LLMs and tech debt

Will the future of software engineering be dominated by AI-generated technical debt?
2025-07-07 AI Software engineering

Some people are concerned that the future of software engineering will be stuck with a vast amount of AI slop tech debt. Just like a poorly managed datacenter, software will become harder to manage. That software engineers will only churn out poorly thought code with no care for system design at a rapid pace.

Source: unsplash

I disagree. I’m optimistic that code quality will improve over time.

Guard rails

I believe what we consider “acceptable code churn” will increase significantly. Engineering teams have to edit the software to adapt to the evolving business needs. It’s generally done by adapting the current code. I predict that code will be rewritten on a more frequent basis. When the business' needs change, the code has to change too. Sometimes the delta of the old and new business requirements is so large that it creates a huge tension. The answer will become more frequently to partially rewrite the code. And the team can integrate the “learnings” thus code will get better over time. Contrast with the status quo to shoehorn new features in. This is a good thing!

High code churn increases the odds of mistakes, it’s easy to introduce a new bug by accident. High code churn projects require good guard rails, aka feedback loops (observability) and test coverage. Vibe coding requires good guard rails too but for a different reason: LLMs tend to make even more mistakes than humans, at least for now. These fundamentally different reasons lead to convergence in best software engineering practices. This is good!

Good guard rails cost a lot. I built Google Chrome’s precommit testing infrastructure in 2008. Running tests before merging a change wasn’t common in 2008 but this was absolutely needed. This enabled the Google Chrome project to go from an ad-hoc release cycle in 2008 down to every 6 weeks in 2010, then every 4 weeks in 2021 and scale to over 1000 contributors doing thousands of changes per week! Yet, when is the last time have you seen a Chrome regression? It happens! It’s also rarely visible thanks to its guard rails.

I believe the cost of this kind of guard rail infrastructure will lower over time. We’ll take it for granted just like now precommit testing is taken for granted in 2025.

When rewriting a software project from scratch, often the nextgen syndrome kicks in and it takes years to get the new version to replace the old one. More often than not, Hyrum’s law causes an incredible amount of pain during the deployment phase.

Conformance

One of most recognized way to alleviate the problem is to write a conformance test suite. Nearly every software engineer hates writing that kind of code. It’s so tedious and boring! Android is famous to have contracted poorly paid people to write the Compatibility Test Suite (CTS) and they are … not great. The rule of thumb is to run the failing tests repeatedly until they pass. 🫣

You already know what doesn’t mind writing good and extensive conformance test suites: LLMs.

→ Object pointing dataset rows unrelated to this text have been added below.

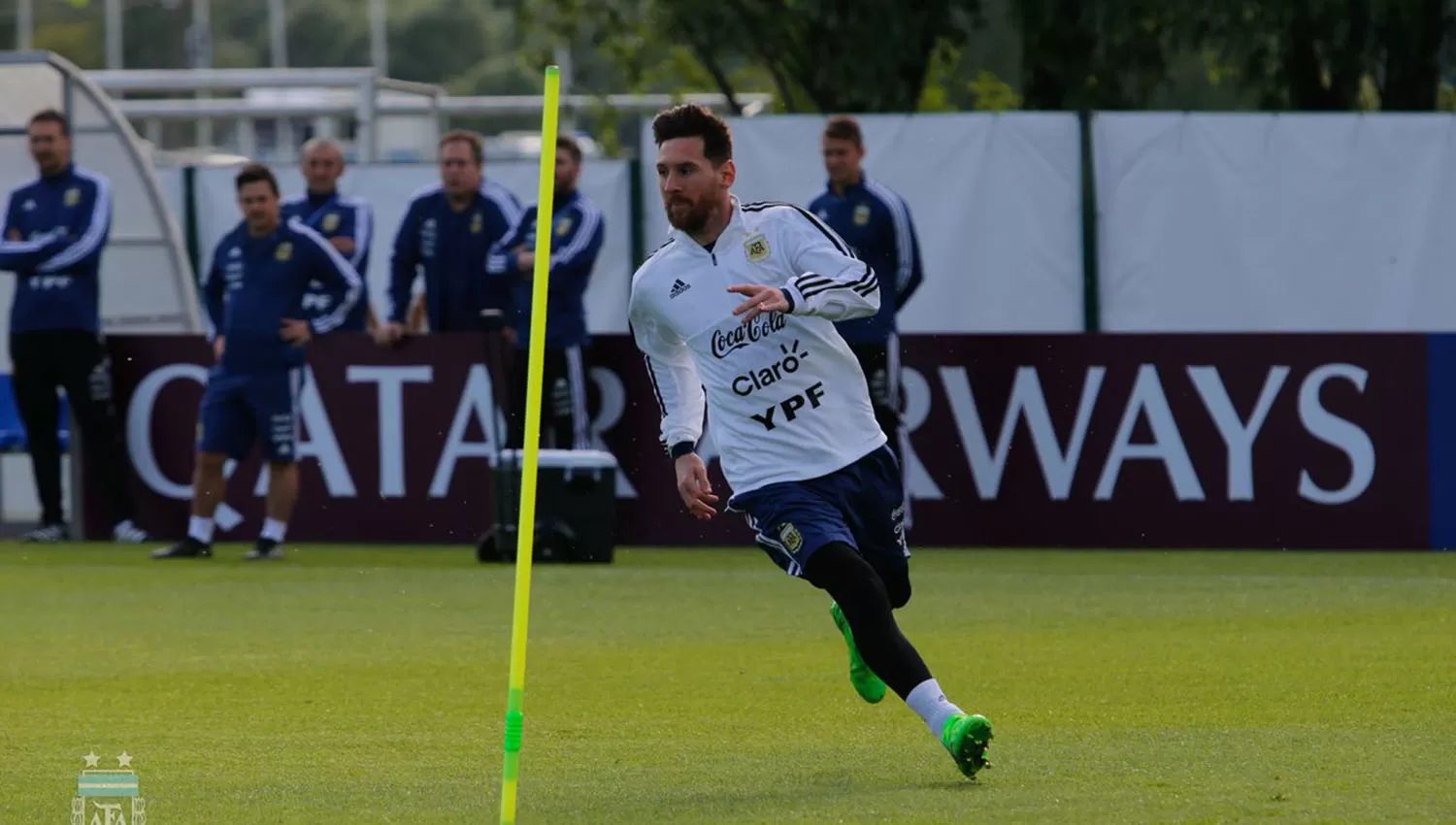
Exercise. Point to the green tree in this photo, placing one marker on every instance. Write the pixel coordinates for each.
(820, 55)
(1327, 54)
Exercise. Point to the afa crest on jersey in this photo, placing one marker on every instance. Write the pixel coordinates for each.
(791, 537)
(756, 248)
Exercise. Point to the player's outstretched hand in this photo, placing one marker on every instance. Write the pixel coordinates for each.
(693, 486)
(296, 332)
(760, 300)
(389, 334)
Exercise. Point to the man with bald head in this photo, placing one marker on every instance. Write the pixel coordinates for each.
(346, 223)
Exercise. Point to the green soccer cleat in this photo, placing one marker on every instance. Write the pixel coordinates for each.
(867, 684)
(967, 738)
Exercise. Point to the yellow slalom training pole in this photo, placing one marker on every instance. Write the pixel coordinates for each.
(526, 521)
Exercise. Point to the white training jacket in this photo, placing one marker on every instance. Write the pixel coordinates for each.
(783, 393)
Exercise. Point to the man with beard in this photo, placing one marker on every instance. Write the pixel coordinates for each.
(736, 314)
(346, 223)
(447, 232)
(576, 239)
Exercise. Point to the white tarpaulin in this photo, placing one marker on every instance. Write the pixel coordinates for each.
(995, 201)
(387, 189)
(1240, 223)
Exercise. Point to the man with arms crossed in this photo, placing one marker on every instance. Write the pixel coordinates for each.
(52, 232)
(736, 314)
(255, 287)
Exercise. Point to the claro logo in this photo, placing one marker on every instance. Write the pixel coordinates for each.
(789, 361)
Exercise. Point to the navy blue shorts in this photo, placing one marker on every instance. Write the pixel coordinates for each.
(861, 505)
(239, 411)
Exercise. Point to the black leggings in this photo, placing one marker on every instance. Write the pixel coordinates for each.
(868, 601)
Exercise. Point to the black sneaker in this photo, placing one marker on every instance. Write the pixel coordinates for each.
(265, 548)
(49, 534)
(186, 548)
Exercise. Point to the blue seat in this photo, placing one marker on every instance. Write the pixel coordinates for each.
(12, 429)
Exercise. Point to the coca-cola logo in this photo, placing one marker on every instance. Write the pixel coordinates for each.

LLMs are also good at non-determinism by design. They can generate more randomized test cases, and when they have access to the source code, they can find issues by running analysis hundreds of times. I believe we’ll start to see a improvement in software quality and a better understanding of the undocumented and undesired software behavior with a combination of LLM-based white box understanding and black box conformance tests. Leveraging these will reduce the cost and risks to rewrite software, aka the nextgen syndrome. I believe that high performing teams will shed off legacy faster thanks to core improvements to their dev flow and tooling.

Conclusion

Thus I’m super optimistic for the future of software engineering! High performing engineering team will lean in to leverage LLMs to do what they historically hated doing: conformance testing and finding undesired behavior. This will result in higher quality services and a lower perceived sunk cost to rewrite software in-place.

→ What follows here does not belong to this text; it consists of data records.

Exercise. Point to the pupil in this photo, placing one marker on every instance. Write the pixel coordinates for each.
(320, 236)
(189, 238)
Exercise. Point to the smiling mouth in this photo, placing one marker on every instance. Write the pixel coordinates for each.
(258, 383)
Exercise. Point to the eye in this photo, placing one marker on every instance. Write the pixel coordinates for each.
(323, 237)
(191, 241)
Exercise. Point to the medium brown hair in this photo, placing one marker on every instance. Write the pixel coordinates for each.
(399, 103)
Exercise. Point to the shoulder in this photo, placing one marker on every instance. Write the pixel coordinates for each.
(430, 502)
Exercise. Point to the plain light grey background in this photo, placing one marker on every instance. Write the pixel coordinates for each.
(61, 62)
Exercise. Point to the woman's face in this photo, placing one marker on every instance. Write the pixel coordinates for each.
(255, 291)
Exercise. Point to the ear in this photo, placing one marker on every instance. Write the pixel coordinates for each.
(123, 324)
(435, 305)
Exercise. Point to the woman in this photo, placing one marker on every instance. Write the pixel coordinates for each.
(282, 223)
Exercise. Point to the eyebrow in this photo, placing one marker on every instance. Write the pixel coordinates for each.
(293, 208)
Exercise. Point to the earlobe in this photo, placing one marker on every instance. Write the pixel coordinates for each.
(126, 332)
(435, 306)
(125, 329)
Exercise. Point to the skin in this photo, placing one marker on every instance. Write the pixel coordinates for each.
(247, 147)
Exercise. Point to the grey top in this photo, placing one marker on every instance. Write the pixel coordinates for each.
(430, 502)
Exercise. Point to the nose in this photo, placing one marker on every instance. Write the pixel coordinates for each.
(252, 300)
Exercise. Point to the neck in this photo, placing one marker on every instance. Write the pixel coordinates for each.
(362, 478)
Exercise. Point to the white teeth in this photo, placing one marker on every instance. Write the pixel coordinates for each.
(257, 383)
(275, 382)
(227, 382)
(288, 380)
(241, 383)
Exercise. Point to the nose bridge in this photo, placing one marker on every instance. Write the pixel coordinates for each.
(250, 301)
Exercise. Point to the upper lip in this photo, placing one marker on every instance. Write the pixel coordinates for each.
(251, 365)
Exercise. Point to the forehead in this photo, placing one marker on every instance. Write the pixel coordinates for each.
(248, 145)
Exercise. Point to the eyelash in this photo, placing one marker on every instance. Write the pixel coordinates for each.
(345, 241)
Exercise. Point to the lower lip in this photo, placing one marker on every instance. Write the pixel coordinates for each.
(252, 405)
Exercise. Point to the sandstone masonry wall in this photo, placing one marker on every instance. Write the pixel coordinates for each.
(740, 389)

Where I’m a bit less optimistic is opaque dependencies. The more a team outsources their stack, the less control they have in their destiny and ensuring conformance when transitioning from one provider to another becomes more difficult to assess. My hypothesis is that small teams will likely choose more often to have single-purpose in-house solutions versus the standard of leveraging generalized outsourced services. Specialised single-purpose software will become more appealing to generalised off-the-shelf services. The trade off will be clear, the team can better respond to evolving business needs, leveraging LLMs to reduce risks.

My takeaway is the same as in the past decades: build good guard rails and be mindful of the dependencies you take on.